With a flourish of his pen, President Obama signed a presidential memorandum putting 30 million acres of Alaska’s North Aleutian Basin off limits to oil and natural gas drilling.
“These waters are too special and too valuable to auction off to the highest bidder,” President Obama said in a video statement.
Included in the land grab, is Alaska’s Bristol Bay — the world’s largest sockeye salmon fishery and possible home to the contentious Pebble Mine.

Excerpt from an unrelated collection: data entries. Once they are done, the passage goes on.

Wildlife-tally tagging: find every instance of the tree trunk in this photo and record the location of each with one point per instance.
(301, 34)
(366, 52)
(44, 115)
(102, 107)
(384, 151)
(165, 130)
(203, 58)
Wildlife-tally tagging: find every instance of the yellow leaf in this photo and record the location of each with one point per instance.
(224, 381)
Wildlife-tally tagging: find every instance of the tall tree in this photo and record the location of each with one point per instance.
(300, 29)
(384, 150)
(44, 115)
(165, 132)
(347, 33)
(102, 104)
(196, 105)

In 2010, Obama temporarily banned oil and gas drilling around Bristol Bay, but his memorandum signed yesterday puts the area off limits indefinitely.

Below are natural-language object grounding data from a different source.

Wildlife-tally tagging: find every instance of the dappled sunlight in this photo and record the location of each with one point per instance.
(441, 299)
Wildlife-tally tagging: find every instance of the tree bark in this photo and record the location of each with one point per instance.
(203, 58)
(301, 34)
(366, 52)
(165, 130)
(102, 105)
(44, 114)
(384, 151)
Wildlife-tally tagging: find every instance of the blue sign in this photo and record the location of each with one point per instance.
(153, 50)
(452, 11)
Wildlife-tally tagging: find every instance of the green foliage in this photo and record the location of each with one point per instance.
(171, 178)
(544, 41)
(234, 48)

This action comes after the Obama administration declared 266 million acres — twice the size of California — of Alaskan coastline to be protected habitat of the Arctic ringed seal, which is listed as “threatened” under the Endangered Species Act.

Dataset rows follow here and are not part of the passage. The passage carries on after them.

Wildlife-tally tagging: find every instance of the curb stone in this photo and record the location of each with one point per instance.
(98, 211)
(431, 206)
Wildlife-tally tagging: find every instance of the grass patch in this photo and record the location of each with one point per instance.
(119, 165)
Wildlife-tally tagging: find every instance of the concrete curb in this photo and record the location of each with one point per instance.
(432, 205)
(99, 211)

Republicans did not immediately oppose the president’s plan, but expressed skepticism at the timing of the White House’s announcement.
“Given the lack of interest by industry and the public divide over allowing oil and gas exploration in this area, I am not objecting to this decision at this time,” said Alaska Republican Sen. Lisa Murkowski.
“I think we all recognize that these are some of our state’s richest fishing waters,” Murkowski said. “What I do not understand is why this decision could not be made within the context of the administration’s upcoming plan for offshore leasing – or at least announced at the same time.”
According to a 2006 assessment from the Bureau of Ocean Energy Management, which oversees offshore energy development, the North Aleutian Basin contains as much as 2.3 billion barrels of oil equivalent. BOEM says the basin is “gas-prone,” as 67 percent of the undiscovered energy reserves consisting of natural gas — the agency estimates there is up to 23.4 trillion cubic feet of gas.
But now the North Aleutian Basin will remain off limits to oil and gas drilling until lifted by a future administration. To Alaska lawmakers, this is just another example of the federal government locking up the state’s economic resources.
“We are not asking to produce everywhere – but right now, we are not being allowed to produce anywhere,” Murkowski said. “Despite strong support, we are seeing development blocked in the Chukchi, the Beaufort, in [the National Petroleum Reserve-Alaska], and on the Coastal Plain. What we need are decisions to open lands and waters in Alaska, not the familiar and frustrating pattern of shutting everything down.”
In recent years, as more land gets locked up for conservation and costs of drilling rise, Alaska has slipped in crude oil production rankings compared to other states. Alaska now ranks fourth in total oil production, behind California.
Alaska oil production has declined in the past two decades, according to government data. Alaska’s crude oil production peaked in the early 1988 at more than 2 million barrels per day, but has since fallen to just 477,000 barrels per day in August 2014.
Environmentalists cheered the Obama administration’s decision to put Bristol Bay off limits to oil and gas drilling.
“These waters are vital for an abundance of wildlife, including salmon and whales,” said Dan Ritzman, Alaska Program Director at the Sierra Club. “For too long the threat of dirty fuel development has hung over Bristol Bay.”
“Thanks to the President’s leadership and decades of work by the local community, tribal organizations and the seafood industry, this area has finally received the protection it deserves,” Ritzman said.
Also situated in the Bristol Bay region is the Pebble Mine, potentially one of the world’s largest copper and gold mines. Obama’s memorandum does not affect the mine’s outcome, but does reflect the administration’s focus on conservation over development.
Mine developers have been locked in a battle with the EPA for years now after the agency gave Pebble a poor environmental review based on a hypothetical mine — not a real mine since no permits have been sought for Pebble and no actual plans for the mine have been put forward.
The EPA looked to be on the verge of preemptively shutting down the mine, but a federal judge ruled last week that the agency could not proceed any further with work on Pebble until until a lawsuit with mine developers is settled.
The agency was hoping to announce its decision on the mine as soon as February, but the federal judge’s order means the EPA will have to delay its announcement.